Graphon Limits of Graph Reaction--Diffusion Equations

TL;DR

This paper establishes the convergence of solutions of graph-based reaction-diffusion equations to a limiting nonlocal graphon RD equation as the underlying graphs grow large and converge in cut norm.

Contribution

It introduces a new framework connecting graph reaction-diffusion equations with graphon limits and proves convergence results for both deterministic solutions and stochastic processes.

Findings

Solutions of graph RD equations converge in $L^p$ norm to the graphon RD equation.

Stochastic processes on graphs converge in probability to the graphon RD equation solution.
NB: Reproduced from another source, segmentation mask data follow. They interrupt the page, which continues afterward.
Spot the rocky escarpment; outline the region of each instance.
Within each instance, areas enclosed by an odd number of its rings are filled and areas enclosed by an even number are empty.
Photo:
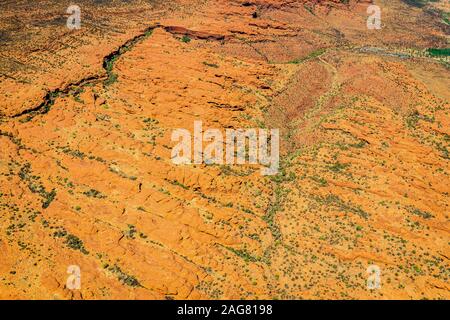
[[[111,24],[136,28],[83,74],[5,105],[0,298],[448,298],[441,22],[413,32],[428,16],[401,1],[379,32],[366,2],[188,4],[123,8]],[[175,165],[172,131],[198,120],[279,128],[280,174]]]

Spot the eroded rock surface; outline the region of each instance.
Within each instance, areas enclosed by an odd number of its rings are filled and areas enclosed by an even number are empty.
[[[0,298],[450,297],[448,5],[44,2],[1,5]],[[280,174],[173,164],[195,120]]]

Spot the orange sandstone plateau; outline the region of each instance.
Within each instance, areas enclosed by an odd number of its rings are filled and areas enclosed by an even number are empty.
[[[449,11],[1,1],[0,299],[449,299]],[[174,164],[194,121],[279,174]]]

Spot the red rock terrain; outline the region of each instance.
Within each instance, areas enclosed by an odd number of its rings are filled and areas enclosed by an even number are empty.
[[[79,2],[1,4],[1,299],[450,297],[448,3]],[[196,120],[280,173],[175,165]]]

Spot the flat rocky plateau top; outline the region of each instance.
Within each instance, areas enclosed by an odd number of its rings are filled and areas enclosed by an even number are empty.
[[[450,298],[448,1],[72,2],[0,4],[0,299]]]

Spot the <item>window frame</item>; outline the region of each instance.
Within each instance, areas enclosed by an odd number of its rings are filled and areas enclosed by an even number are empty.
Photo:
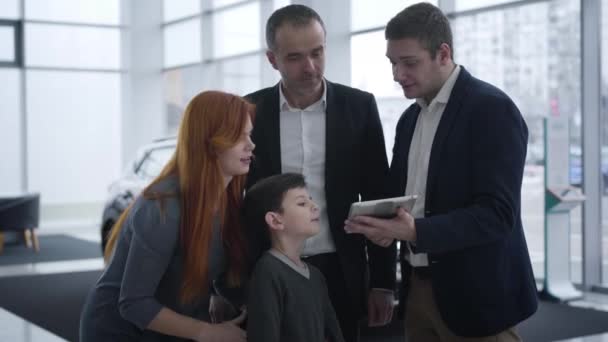
[[[0,27],[11,27],[13,29],[13,51],[15,58],[12,61],[0,61],[0,68],[22,68],[23,67],[23,21],[0,19]]]

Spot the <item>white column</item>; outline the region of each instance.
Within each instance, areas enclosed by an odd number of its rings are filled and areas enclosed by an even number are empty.
[[[275,10],[275,1],[266,0],[260,2],[260,18],[266,18],[260,21],[260,46],[262,47],[262,53],[260,57],[260,85],[262,88],[271,87],[275,85],[280,79],[279,72],[268,62],[266,58],[266,21]]]
[[[294,0],[293,3],[311,7],[325,23],[325,77],[332,82],[350,85],[350,1]]]
[[[583,118],[583,287],[601,284],[602,179],[600,172],[601,0],[581,1]]]
[[[125,0],[123,32],[123,164],[139,146],[167,134],[163,100],[162,0]]]

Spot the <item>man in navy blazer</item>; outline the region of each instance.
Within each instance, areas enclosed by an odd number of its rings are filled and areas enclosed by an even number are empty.
[[[346,231],[401,240],[408,341],[519,341],[537,308],[521,222],[528,130],[511,99],[452,60],[448,19],[412,5],[386,27],[387,57],[407,98],[393,147],[393,196],[418,195],[393,219]],[[473,338],[473,339],[471,339]]]
[[[320,208],[321,232],[306,241],[302,254],[326,278],[344,340],[356,342],[365,312],[372,326],[390,321],[396,277],[394,243],[378,246],[343,230],[351,203],[387,196],[376,101],[324,78],[325,26],[311,8],[276,10],[266,24],[266,42],[281,81],[246,96],[256,105],[248,186],[283,172],[305,175]]]

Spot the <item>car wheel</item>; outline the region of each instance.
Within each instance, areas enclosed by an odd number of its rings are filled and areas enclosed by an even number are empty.
[[[101,228],[101,254],[106,250],[106,244],[108,243],[108,238],[110,237],[110,230],[114,227],[114,221],[107,221],[103,227]]]

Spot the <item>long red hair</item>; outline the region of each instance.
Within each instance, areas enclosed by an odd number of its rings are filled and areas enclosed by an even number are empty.
[[[179,243],[183,248],[183,278],[180,301],[188,303],[209,291],[209,245],[213,221],[219,215],[222,242],[228,256],[228,283],[241,283],[246,266],[246,244],[240,210],[247,175],[234,176],[224,188],[218,154],[241,139],[247,119],[253,122],[254,106],[236,95],[206,91],[195,96],[184,111],[173,157],[160,175],[144,189],[143,196],[161,199],[150,189],[163,179],[177,175],[181,219]],[[114,225],[105,250],[106,260],[130,207]]]

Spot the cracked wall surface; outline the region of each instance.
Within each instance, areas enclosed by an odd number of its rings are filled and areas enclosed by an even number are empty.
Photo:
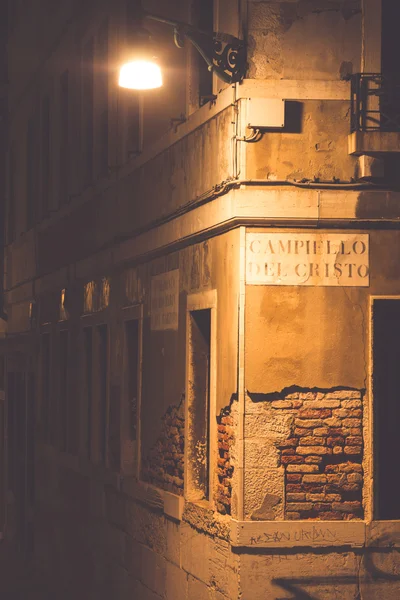
[[[162,418],[161,433],[143,460],[142,479],[163,490],[183,495],[185,446],[184,397]]]
[[[234,466],[232,464],[231,448],[234,439],[234,419],[231,415],[231,407],[223,408],[217,416],[218,423],[218,459],[217,475],[218,484],[215,496],[216,508],[219,513],[231,514],[232,501],[232,475]]]
[[[249,77],[339,79],[343,62],[359,72],[360,9],[359,0],[250,0]]]
[[[272,407],[295,417],[291,437],[278,445],[285,468],[285,518],[362,518],[361,392],[299,392]]]

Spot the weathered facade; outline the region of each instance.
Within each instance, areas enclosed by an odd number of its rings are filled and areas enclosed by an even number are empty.
[[[60,598],[397,599],[389,0],[11,2],[5,533]]]

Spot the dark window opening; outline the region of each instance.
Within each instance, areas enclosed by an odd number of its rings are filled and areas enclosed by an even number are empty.
[[[373,304],[375,519],[400,519],[400,300]]]
[[[108,174],[108,109],[105,109],[100,115],[100,166],[99,172],[101,175]]]
[[[108,174],[108,21],[99,29],[97,44],[97,74],[103,110],[99,115],[99,174]]]
[[[60,78],[60,204],[69,201],[69,73]]]
[[[93,39],[83,51],[83,183],[90,185],[93,180]]]
[[[141,151],[140,100],[137,94],[127,97],[126,151],[128,158],[137,156]]]
[[[26,138],[26,228],[31,229],[35,222],[35,204],[37,197],[37,148],[36,148],[36,118],[28,122]]]
[[[16,373],[11,371],[7,374],[7,475],[8,489],[15,493],[15,384]]]
[[[130,439],[136,440],[137,437],[137,416],[138,416],[138,398],[139,398],[139,321],[137,319],[127,321],[125,329],[126,335],[126,369],[129,403],[129,432]]]
[[[42,218],[50,209],[50,98],[42,101]]]
[[[50,334],[42,335],[42,430],[45,442],[50,441]]]
[[[400,3],[382,0],[382,74],[400,75]]]
[[[214,0],[196,0],[194,22],[201,31],[212,34],[214,30]],[[213,93],[213,76],[204,58],[196,51],[199,77],[199,106],[206,104]]]
[[[189,409],[191,428],[191,469],[194,488],[200,499],[209,499],[210,479],[210,353],[211,309],[190,313]]]
[[[15,153],[10,149],[9,174],[8,174],[8,223],[7,242],[11,244],[15,240]]]
[[[86,409],[85,452],[90,459],[92,455],[92,406],[93,406],[93,335],[91,327],[83,330],[84,353],[84,390]]]
[[[59,406],[60,449],[68,450],[68,331],[60,331],[59,339]]]
[[[99,377],[99,450],[103,465],[107,459],[107,389],[108,389],[108,329],[97,327],[98,334],[98,377]]]

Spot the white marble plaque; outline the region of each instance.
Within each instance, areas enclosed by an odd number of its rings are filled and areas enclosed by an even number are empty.
[[[369,286],[367,233],[248,233],[246,283]]]
[[[179,269],[151,278],[150,328],[178,329]]]

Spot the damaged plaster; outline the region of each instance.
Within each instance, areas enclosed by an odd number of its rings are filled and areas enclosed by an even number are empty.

Provides a large numbers limit connecting stochastic processes and graphon equations.

Abstract

A graph reaction--diffusion (RD) equation is a system of differential equations that is defined on the nodes of a graph. Consider a sequence of growing graphs that converges in cut norm to a limiting graphon. We show that the solutions of the sequence of graph RD equations converge in $L^p$ norm, for $p \in [1,\infty]$, to the solution of a limiting nonlocal RD equation, which we call a graphon RD equation. Furthermore, we show a large numbers result for a stochastic particle process that consists of a random walk and a birth-death process on graphs. For a sequence of graphs that converge in cut norm to a limiting graphon, the sequence of stochastic processes converges in probability to the solution of the graphon RD equation.